While this was a cause for great celebration, it also led to seething anger among the landlords. The year 1945 was a watershed in the history of this struggle. About 15,000 grass cutter Adivasis had gone on strike on the advice of the Kisan Sabha. It was agreed that until the Parulekars gave the green signal, no one would cut grass. The strike caused ripples since green grass was needed by the dairy industry. The Milk Commissioner of the erstwhile Bombay State and the landlords tried to work out a compromise wage rate, but the Parulekars saw this for what it was—an attempt to water down the movement—and refused to accept the deal. That was when dirty tricks were played. False rumours were spread by agents of the landlords that Godavari Parulekar had organised a large meeting and that there was a plan to attack her and so Adivasis must gather in full strength with whatever weapons they had to protect her. Believing the rumours, about 30,000 Adivasis gathered at Talwada, armed with axes, lathis, bamboo poles and spears. The alarmed administration tried to disperse them, but the Warlis refused to budge because they wanted to save their beloved Godutai. Eventually, shots were fired and five Warli men were killed and many were injured.

The Talwada firings are now part of the oral history among Warlis. Children hear it from their parents and pass it on to their children. The larger significance of this, however, was that it cemented the relationship between the Kisan Sabha and the Warlis.

Apart from wages, the other oppression was a disgusting practice called lagnagadi. Essentially, it meant that the landlord had sexual rights over a new bride if her husband had borrowed money from him for their marriage. Before this terrible oppression was stopped, more than 15,000 marriage slaves were freed by the Kisan Sabha largely by direct action of raiding the landlord’s house.

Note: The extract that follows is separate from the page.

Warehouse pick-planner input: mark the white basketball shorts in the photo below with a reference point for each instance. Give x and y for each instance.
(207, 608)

It was a measure of Warli power that although the landlords threatened to use their guns, they never did.

While the book is a much-needed and valuable documentation of history, its title is a reminder that the struggle continues. In his preface, CPI(M) leader Hannan Mollah, who is also general secretary of the All India Kisan Sabha, places it in context.

He writes: “Today, seven decades after these struggles, neoliberal capitalism in alliance with, and superimposed on, feudalism has thrown our country and especially its peasantry into the throes of the worst agrarian crisis since independence. Over 3.5 lakh peasants all over the country have been forced to commit suicide due to indebtedness in the last 25 years of neoliberalism, and the number of peasant suicides has increased over 40 per cent in the last three years alone.

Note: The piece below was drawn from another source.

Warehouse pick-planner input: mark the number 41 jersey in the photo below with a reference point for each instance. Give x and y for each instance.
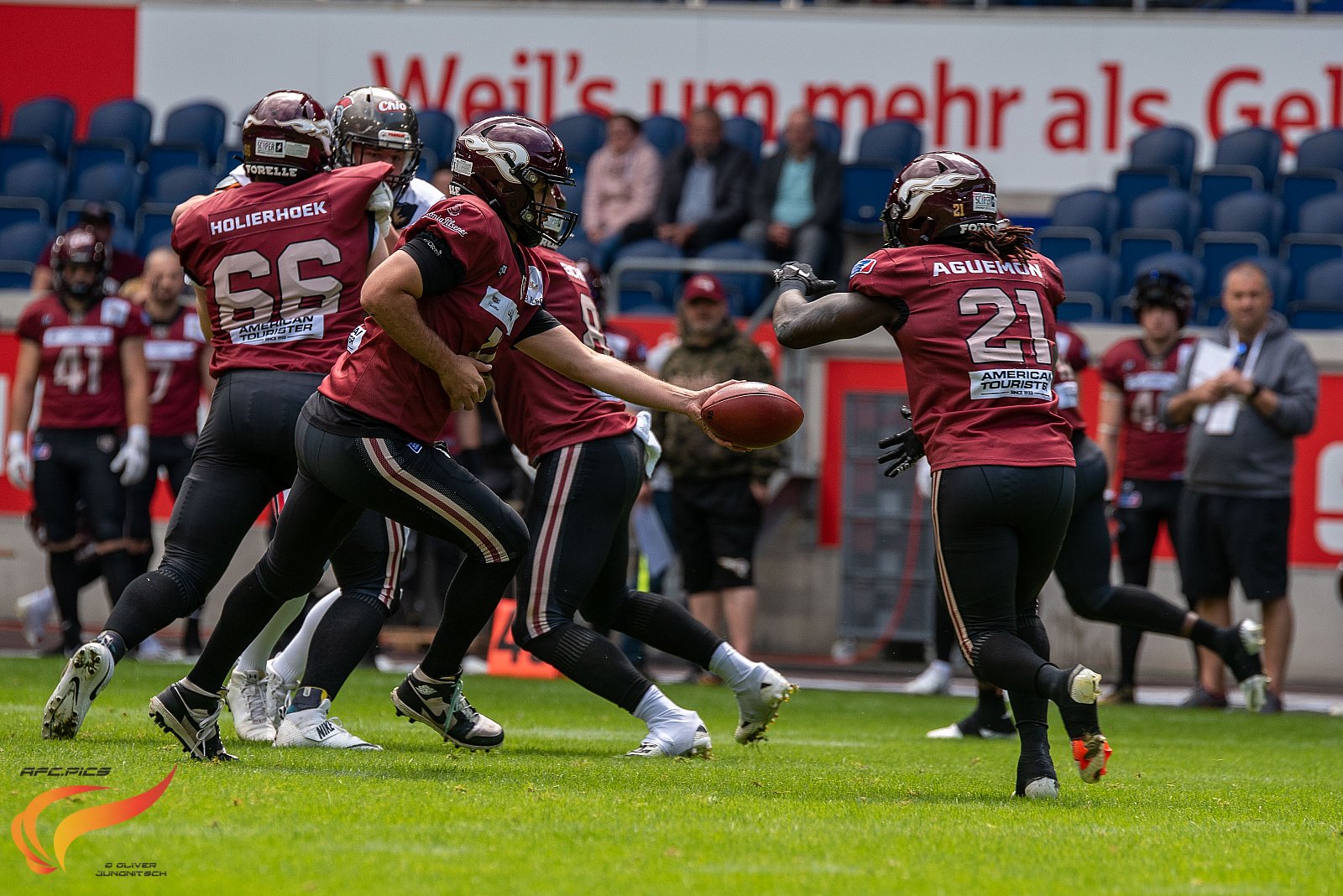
(282, 266)
(978, 346)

“During the same period, lakhs of tribal children have died in various parts of the country due to malnutrition. To deflect attention away from these… the ruling dispensation is brazenly resorting to communalism and casteism. The recent dastardly killing of Gauri Lankesh, and of M.M. Kalburgi, Govind Pansare and Narendra Dabholkar in an eerily identical manner, to say nothing of the numerous killings of poor Muslims and Dalits by the so-called gau rakshaks, is a pointer to the intolerant hatred and violent terrorism of the fascist forces.”

But Mollah is also hopeful that the book will be a reminder of the successful struggles of the Kisan Sabha. In many ways the book is a good reminder of that old adage of good ultimately triumphing over evil, though not without a strenuous fight.

There is little to criticise in the book except for the glaring lack of photographs. However, the oral histories are so vivid that they compensate to a great extent for this. Still, to see the massive Adivasi rallies, the faces of the people and their leaders and the conditions of Adivasi padas (hamlets) would have brought the past alive even more.